Umgeben von den wilden Tieren des Draußen befindet sich Cernunnos auf der
Abbildung, also in einem Reich, das - (noch) unkultiviert - nicht das der
Menschen ist. Er hat sich niedergelassen, er sitzt. Inmitten einer Umgebung zu
sitzen, die von wilden Tieren bevölkert ist, kann wohl als Zeichen seiner
Beheimatung verstanden werden; das Geweih auf seinem Kopfe weist ebenfalls auf
seine Verbundenheit mit den ihn umgebenden Tieren hin.
Cernunnos hält in seiner einen Hand einen an einer Stelle geöffneten Ring, den
sog. Tork. Was es mit diesem Tork auf sich hat, können wir erschließen, wenn wir
uns zunächst der Schlange zuwenden, die er mit der anderen Hand am Genick hält.

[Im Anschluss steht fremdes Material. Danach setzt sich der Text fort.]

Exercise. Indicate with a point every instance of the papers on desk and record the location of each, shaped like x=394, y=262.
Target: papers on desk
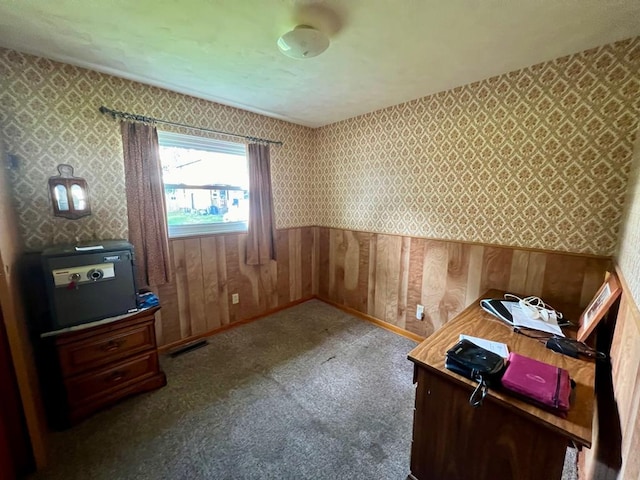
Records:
x=522, y=319
x=495, y=347
x=510, y=312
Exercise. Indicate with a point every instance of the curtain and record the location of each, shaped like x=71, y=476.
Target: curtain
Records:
x=145, y=203
x=261, y=234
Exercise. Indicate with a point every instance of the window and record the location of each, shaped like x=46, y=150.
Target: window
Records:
x=206, y=184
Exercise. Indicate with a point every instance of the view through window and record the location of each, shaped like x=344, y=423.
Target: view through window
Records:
x=206, y=184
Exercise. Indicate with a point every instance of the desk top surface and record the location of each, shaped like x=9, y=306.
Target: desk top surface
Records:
x=478, y=323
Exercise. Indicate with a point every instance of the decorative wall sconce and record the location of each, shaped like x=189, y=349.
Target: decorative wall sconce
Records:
x=69, y=194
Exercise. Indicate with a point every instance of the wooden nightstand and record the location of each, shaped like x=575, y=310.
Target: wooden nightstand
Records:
x=94, y=367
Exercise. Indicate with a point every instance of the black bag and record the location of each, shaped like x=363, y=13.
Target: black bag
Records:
x=471, y=361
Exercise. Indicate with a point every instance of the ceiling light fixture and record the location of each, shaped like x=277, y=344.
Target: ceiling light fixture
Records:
x=303, y=42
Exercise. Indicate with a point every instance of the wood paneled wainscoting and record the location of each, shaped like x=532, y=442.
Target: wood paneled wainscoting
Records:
x=207, y=270
x=387, y=276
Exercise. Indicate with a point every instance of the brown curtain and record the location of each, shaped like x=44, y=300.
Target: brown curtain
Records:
x=145, y=203
x=261, y=235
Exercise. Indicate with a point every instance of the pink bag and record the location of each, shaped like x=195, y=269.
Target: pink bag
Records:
x=544, y=385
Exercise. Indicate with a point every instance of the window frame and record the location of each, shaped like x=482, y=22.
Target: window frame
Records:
x=180, y=140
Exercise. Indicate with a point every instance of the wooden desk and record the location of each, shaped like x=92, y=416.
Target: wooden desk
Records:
x=505, y=438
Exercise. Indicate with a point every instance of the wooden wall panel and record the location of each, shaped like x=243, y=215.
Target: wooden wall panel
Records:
x=387, y=276
x=616, y=442
x=209, y=269
x=15, y=322
x=210, y=284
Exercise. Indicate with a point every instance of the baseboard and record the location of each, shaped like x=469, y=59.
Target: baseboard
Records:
x=380, y=323
x=192, y=338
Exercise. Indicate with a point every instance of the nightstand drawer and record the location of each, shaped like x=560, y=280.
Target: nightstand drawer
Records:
x=77, y=357
x=89, y=387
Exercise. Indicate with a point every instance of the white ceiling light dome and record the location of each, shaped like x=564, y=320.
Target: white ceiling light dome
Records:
x=303, y=42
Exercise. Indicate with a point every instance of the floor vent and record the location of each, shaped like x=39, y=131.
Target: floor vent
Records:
x=187, y=348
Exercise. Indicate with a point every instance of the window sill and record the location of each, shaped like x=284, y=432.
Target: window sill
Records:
x=179, y=231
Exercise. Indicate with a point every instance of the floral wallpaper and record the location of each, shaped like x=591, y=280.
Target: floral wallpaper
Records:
x=536, y=158
x=49, y=115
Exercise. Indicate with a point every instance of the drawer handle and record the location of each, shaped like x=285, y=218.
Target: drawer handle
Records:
x=111, y=346
x=116, y=376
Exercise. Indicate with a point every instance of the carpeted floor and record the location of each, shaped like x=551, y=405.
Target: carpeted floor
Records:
x=306, y=393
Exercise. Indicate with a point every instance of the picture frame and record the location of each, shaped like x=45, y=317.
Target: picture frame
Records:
x=608, y=292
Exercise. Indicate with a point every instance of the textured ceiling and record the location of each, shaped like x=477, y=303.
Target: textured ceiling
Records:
x=383, y=52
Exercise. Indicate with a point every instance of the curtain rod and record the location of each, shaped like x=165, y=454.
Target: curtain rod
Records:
x=142, y=118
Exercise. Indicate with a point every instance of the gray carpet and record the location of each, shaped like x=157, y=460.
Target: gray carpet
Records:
x=309, y=392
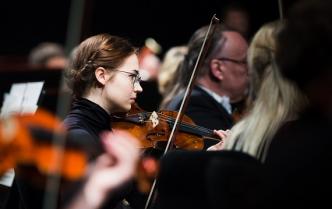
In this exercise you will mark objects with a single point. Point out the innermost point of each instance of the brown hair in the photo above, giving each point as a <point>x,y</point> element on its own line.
<point>101,50</point>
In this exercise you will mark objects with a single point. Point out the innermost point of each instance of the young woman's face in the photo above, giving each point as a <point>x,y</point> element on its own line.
<point>121,90</point>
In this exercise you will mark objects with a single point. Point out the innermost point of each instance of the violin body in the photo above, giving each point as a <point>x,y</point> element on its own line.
<point>152,127</point>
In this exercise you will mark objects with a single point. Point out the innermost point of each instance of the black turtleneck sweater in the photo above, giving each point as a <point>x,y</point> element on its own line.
<point>85,122</point>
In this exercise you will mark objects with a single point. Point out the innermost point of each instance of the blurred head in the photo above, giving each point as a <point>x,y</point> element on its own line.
<point>49,55</point>
<point>236,17</point>
<point>224,69</point>
<point>170,63</point>
<point>261,54</point>
<point>104,68</point>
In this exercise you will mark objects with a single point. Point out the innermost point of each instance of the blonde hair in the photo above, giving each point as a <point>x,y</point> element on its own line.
<point>275,99</point>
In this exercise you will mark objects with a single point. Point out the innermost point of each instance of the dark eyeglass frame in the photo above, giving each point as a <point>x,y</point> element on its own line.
<point>136,78</point>
<point>239,62</point>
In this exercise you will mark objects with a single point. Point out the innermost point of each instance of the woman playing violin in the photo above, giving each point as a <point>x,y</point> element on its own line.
<point>104,79</point>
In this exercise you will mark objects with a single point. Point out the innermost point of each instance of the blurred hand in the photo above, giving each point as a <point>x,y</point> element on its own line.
<point>111,169</point>
<point>223,135</point>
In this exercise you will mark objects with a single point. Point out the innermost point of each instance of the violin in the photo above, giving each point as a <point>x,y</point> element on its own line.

Die Schlange war in vorchristlicher Zeit in vielen Kulturen als Symbol der
Lebenskraft verstanden worden. Wir finden sie, als ‘Ouroboros-Schlange’ in der
Überlieferung wieder: es ist die Schlange, die sich selbst in den Schwanz beißt
und damit einen geschlossenen Kreis bildet. So war sie das Symbol für den ewigen
Kreislauf des Lebens, der niemals abreißt.
Cernunnos aber hat diese Schlange nun am Genick gepackt - er gebietet über sie,
denn eine Schlange, die man am Genick packt, kann sich nicht mehr wehren, ist
hilflos ausgeliefert. Mehr noch: er hindert sie damit daran, den geschlossenen
Kreis zu bilden. Diese Symbolik könnte uns sagen: hier ist der Kreis des Lebens
unterbrochen, an dieser Stelle gebietet der Gott mit dem Geweih über den ewigen
Kreislauf.
Betrachten
wir uns die andere Hand der Abbildung, wird dies nochmals bekräftigt
und bestätigt: der Gott hält uns auf der Abbildung den unterbrochenen
Kreis, den Tork entgegen, als wolle er uns damit sagen: Ihr wisst, das
Leben kehrt immer wieder, aber es gibt eine Stelle im ewigen Rad, an
der der Kreis unterbrochen ist, ein Ort, an dem ich gebiete und
herrsche. So symbolisiert der Tork im Hinblick auf das zum Kreis
fehlende Stück ein Zwischenreich.
Cernunnos zeigt sich uns als dessen Regent - als Herr des Zwischenreichs
zwischen Leben und Tod, zwischen Sterben und Geburt - und analog schließlich
auch als Herr der Zeit zwischen den Jahren und zwischen den Welten.